Bobby has been working with me quite a bit in the bee yard this spring and today we did sugar shakes on 2 of the 6 hives to check on mite load in the hives. Last week we did 2 and in a week I’ll do the last 2.
Today’s hives are the Buckfast/Carniolan Mountain Bees and Purdue Anklebiter Bees. When wethat we did a mite check on June 24th, the Mountain bees had 0/300 mites show up and the Anklebiters had 2/300. This is the time of year when we see the mites ramping up, so we’re watching all of the hives because we want the bees to go into winter in as good of shape as possible.
The mite checks this time came out to 6/500 bees for the Mountain bees and 2/300 for the Anklebiters. That’s still under the threshold of 3/100 where we treat. So these bees are doing a good job of managing the varroa on their own.

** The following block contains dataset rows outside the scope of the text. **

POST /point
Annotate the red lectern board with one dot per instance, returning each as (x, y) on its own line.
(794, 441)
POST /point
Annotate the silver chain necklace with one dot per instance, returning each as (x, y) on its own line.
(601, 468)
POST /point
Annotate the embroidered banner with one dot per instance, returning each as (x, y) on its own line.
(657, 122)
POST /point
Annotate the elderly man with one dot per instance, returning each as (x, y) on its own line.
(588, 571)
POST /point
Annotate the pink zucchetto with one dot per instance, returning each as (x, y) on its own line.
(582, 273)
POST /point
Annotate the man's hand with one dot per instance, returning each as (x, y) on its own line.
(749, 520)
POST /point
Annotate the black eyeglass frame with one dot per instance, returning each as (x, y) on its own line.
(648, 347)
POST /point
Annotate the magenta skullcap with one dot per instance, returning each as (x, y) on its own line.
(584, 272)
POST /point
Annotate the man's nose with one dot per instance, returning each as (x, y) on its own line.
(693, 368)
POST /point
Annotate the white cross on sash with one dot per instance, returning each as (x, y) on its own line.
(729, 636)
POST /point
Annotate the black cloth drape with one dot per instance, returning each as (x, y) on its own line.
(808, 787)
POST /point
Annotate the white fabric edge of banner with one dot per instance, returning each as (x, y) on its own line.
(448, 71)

To do the sugar shake, we first find a frame of open brood with a lot of bees on it. We make sure the queen is not on the frame (we found her on a different frame before we did the shake). I pick open brood because varroa will be riding around on the nurse bees getting ready to hop in the cells about 24 hours or so before the larva is capped.

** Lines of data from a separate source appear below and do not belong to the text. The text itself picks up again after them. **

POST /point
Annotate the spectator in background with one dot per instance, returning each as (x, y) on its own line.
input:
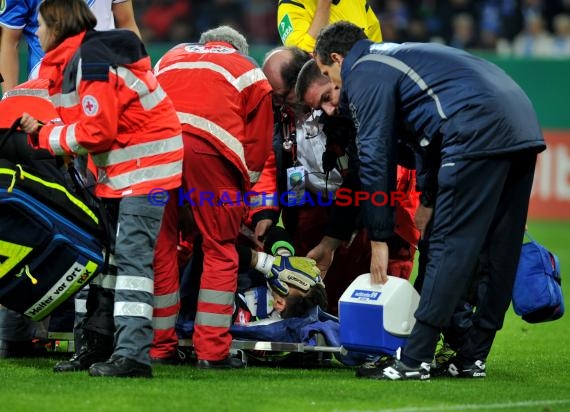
(110, 116)
(561, 41)
(299, 22)
(259, 20)
(159, 16)
(535, 40)
(464, 34)
(18, 19)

Next, we shake the frame into a clean dish pan with rounded edges (this works better for scooping). A strong shake does the job. Forager bees with pollen on their legs will hopefully fly away once they are shaken into the pan. The bees left are mostly the nurse bees. A little thumb on the pan moves them all down into one corner, and we scoop 1/2 cup of bees (about 100 ml or 300 bees) into a measuring cup (also rounded) and dump them into a jar that has a screened top.
Once the lid is on the jar, we add about 1 1/2 tablespoon of powdered sugar to the bees, through the top so all of the lumps of sugar are broken up. A little roll will cover the bees with sugar and then we put them in the shade for a couple of minutes.

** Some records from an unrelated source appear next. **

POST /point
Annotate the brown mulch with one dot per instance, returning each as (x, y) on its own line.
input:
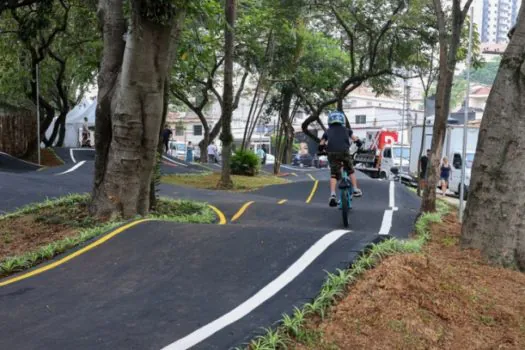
(49, 158)
(29, 232)
(443, 298)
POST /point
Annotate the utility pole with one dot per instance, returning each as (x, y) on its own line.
(403, 113)
(38, 113)
(465, 122)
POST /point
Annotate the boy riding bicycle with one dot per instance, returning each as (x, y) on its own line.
(336, 142)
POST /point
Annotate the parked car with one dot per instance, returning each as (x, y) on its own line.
(303, 160)
(177, 149)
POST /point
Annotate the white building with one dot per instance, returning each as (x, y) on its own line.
(494, 19)
(367, 111)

After 3 or 4 minutes, we shake the powdered sugar off the bees into a white bucket. I do a second coating of powdered sugar and wait a minute or two and then shake again. You can put some water in the bottom of the bucket before you shake or after you shake. The water will dissolve the powdered sugar so you can more easily see the varroa floating around in the water. Then we count the varroa. If you use 1/2 cup of bees, that’s about 300 bees so you can get the ration of mites/bees. Treatment level in our area is 3/100 or a total of 9 varroa for 300 bees.
That doesn’t sound like a lot of varroa per bees, but most of the varroa are still in the capped brood at this point, so it’s probably more like 10% varroa load.